Li Na, a Heinz China manager, told the National Business Daily earlier this week that after the merger, both sides will jointly use production lines in China and that Kraft products could be sold in Chinese markets through the Heinz distribution network.
Under the agreement, Heinz and Kraft shareholders will own shares of 51 percent and 49 percent, respectively, of the new company, with Kraft shareholders getting an additional cash dividend of $16.50 per share, Na said.
Six of the 11 seats of the board of directors of Kraft Heinz will also be taken by former Kraft board of directors.

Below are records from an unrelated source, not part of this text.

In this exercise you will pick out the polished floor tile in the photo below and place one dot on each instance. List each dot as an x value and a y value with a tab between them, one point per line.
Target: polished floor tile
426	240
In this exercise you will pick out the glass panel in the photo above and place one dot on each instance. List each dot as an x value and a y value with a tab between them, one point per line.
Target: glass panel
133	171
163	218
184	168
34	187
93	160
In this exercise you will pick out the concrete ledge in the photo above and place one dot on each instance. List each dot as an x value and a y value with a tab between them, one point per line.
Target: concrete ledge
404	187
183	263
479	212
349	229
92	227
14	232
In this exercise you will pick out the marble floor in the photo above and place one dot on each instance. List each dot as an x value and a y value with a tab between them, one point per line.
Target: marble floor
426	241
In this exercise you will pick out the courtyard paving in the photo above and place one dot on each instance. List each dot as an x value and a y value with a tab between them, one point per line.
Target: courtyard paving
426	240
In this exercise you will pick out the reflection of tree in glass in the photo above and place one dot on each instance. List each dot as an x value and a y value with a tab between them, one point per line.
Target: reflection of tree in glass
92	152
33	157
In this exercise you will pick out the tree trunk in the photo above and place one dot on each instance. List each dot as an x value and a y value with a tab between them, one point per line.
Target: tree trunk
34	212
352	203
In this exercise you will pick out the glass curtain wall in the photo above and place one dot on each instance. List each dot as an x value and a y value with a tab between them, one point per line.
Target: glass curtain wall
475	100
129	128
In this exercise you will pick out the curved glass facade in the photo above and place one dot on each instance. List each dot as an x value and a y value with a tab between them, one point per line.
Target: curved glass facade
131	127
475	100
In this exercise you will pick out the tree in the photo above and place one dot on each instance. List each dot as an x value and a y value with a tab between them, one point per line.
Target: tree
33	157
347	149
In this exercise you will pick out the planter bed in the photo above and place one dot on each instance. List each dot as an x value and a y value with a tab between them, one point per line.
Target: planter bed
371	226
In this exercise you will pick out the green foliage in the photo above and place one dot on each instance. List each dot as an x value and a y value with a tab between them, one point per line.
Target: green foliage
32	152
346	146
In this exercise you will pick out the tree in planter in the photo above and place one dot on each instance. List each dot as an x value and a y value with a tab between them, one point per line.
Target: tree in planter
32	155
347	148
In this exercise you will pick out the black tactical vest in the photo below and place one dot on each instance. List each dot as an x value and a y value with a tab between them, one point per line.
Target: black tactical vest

Kraft foods could promote its business outside the United States through Heinz's global distribution network, said Kraft Heinz CEO Bernardo Hees, adding that Heinz's distribution and brand reputation in the Chinese market could help it make forays into the Chinese market.
Hees has visited China three times over the past six months and has "attached great importance to Chinese business," a source close to Heinz told the National Business Daily.
According to China Condiment Industrial Association deputy head Wei Xiangyun, while there are more than 2,000 food enterprises in China, low brand concentration makes it still a fully competitive market.